Mistakes on Maps
People put their trust in maps. They expect that the information shown is correct, and they drive down a certain road or across a certain bridge based on what is depicted on the map.
And generally that works just fine.
But every once in a while the proofreader falls asleep at the wheel, so to speak, and the map gets printed with an error or omission.
Here are a few examples:
1998 NEW JERSEY Official State Road Map with Missing Highway ERROR Sussex County
1986 SOUTH DAKOTA Official State Highway Road Map with a Mistake: Missing Town!
But the mapmaker made a mistake and left off one of the towns! The town of Arlington is listed in the index but is missing from the map.
1971 GULF OIL COMPANY Paul Revere Road Map BOSTON with Cape Cod Error!
The images below show another kind of error:
A 1972 Shell Oil Company road map of Indiana. The front and back covers look perfectly okay, but when you open it up all you see is a plain white sheet.
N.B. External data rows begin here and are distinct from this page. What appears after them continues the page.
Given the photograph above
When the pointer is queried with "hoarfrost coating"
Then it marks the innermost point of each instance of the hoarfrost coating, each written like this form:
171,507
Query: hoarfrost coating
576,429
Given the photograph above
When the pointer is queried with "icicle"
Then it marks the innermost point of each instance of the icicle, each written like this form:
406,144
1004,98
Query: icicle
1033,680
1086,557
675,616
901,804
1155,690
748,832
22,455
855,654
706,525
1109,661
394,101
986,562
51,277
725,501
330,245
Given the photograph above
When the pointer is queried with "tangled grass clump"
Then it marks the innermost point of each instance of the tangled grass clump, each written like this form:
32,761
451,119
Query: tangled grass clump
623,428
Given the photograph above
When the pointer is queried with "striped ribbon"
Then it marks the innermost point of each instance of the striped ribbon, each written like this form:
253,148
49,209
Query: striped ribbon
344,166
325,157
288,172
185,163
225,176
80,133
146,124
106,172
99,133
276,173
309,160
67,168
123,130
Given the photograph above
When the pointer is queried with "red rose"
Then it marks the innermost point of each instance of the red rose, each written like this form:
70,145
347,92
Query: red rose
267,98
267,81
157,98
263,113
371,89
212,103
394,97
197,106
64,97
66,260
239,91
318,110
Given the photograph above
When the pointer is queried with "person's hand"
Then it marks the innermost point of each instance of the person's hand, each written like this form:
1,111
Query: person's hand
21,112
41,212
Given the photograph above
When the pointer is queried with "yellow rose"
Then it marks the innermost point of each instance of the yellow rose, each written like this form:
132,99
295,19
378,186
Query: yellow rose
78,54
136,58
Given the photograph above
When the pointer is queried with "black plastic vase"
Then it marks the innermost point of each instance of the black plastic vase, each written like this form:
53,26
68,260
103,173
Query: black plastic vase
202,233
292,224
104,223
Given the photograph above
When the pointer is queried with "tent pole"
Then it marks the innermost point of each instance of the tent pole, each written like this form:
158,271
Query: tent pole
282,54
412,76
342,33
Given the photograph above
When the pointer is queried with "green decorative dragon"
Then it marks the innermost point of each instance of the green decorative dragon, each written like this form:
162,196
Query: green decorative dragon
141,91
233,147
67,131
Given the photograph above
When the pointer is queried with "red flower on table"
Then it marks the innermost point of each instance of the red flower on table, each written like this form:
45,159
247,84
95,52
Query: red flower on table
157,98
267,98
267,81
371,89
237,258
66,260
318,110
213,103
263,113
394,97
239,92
It’s a map with NO map!
Probably best to blame this one on the printer, not the proofreader, however.
And then there are the deliberate errors, the ones where mapmakers use a “copyright trap” to catch rival map publishers who may be copying the information. One of the better known examples was the fictitious town of "Agloe," placed on Esso road maps during the 1930s and 1940s. The name "Agloe" was a scramble of the initials of Otto G. Lindberg (founder of the General Drafting Company) and his assistant Ernest Alpers. They located the town at a dirt-road intersection north of Roscoe, in the Catskills.
Here’s one of the maps with “Agloe.”
Here are a few more examples of map "goofs."
Circa 1923 map issued with a clear goof in the title spelling. (‘Beaches’ is spelled correctly on the inside cartography label.)
Mobil map with a misspelling on the cover.
Skelly map with a piece of paper pasted over the title on the cover. Holding it up to the light, you can see that the map was originally printed with the name upside down.
Ohio map with the state name misspelled "OIHO." The issuer of the map was Boron, a fully owned subsidiary of Standard of Ohio.